Opioid therapy is indisputably the mainstay of cancer pain management. However, important issues such as the worldwide variability in the availability and accessibility of opioids, myths and misconceptions about opioid use, and lack of knowledge about prescribing opioids among health-care professionals have been pointed out by researchers, clinicians, and several health organizations.

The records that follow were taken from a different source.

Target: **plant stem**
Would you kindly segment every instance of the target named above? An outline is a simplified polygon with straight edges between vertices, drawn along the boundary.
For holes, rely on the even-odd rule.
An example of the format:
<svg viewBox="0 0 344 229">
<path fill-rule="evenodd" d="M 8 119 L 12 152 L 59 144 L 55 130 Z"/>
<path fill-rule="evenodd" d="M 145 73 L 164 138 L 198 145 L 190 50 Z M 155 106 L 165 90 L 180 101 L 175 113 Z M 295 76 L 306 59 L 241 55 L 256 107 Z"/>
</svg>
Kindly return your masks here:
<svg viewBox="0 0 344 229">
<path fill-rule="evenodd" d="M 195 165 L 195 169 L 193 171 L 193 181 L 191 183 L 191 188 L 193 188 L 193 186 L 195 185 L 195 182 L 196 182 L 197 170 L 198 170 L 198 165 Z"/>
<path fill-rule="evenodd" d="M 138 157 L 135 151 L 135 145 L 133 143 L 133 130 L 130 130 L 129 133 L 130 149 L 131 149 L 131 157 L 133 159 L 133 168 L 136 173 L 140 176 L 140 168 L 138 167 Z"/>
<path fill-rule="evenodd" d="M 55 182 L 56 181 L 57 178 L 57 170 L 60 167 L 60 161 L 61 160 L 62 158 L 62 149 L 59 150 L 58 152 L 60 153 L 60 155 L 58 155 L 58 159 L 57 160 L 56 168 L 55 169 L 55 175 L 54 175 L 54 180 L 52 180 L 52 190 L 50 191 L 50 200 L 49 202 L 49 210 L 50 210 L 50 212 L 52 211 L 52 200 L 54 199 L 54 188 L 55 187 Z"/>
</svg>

In an attempt to improve cancer pain management, guidelines for opioid use were elaborated to assist practitioners in prescribing opioids for the management of cancer-related pain. Recent opioid guidelines were developed based on a systematic assessment of evidence and they are considered one of the best resources to improve knowledge and clinical practice. However, most of the recommendations for cancer pain management included in these guidelines are based on low levels of evidence, which demonstrates that more studies on the use of opioids in pain management are necessary. Moreover, the increased frequency of prescribing opioids for chronic noncancer pain has raised other issues, such as iatrogenic adverse effects, which may also occur in patients with cancer pain on long-term opioid therapy (L-TOT).
In this narrative review, we discussed the role of opioid guidelines and recent knowledge regarding the consequences of L-TOT, in particular opioid addiction and deficiencies of the immune and endocrine systems. Finally, we addressed new strategies to strengthen the L-TOT in the management of cancer-related pain among patients in palliative care.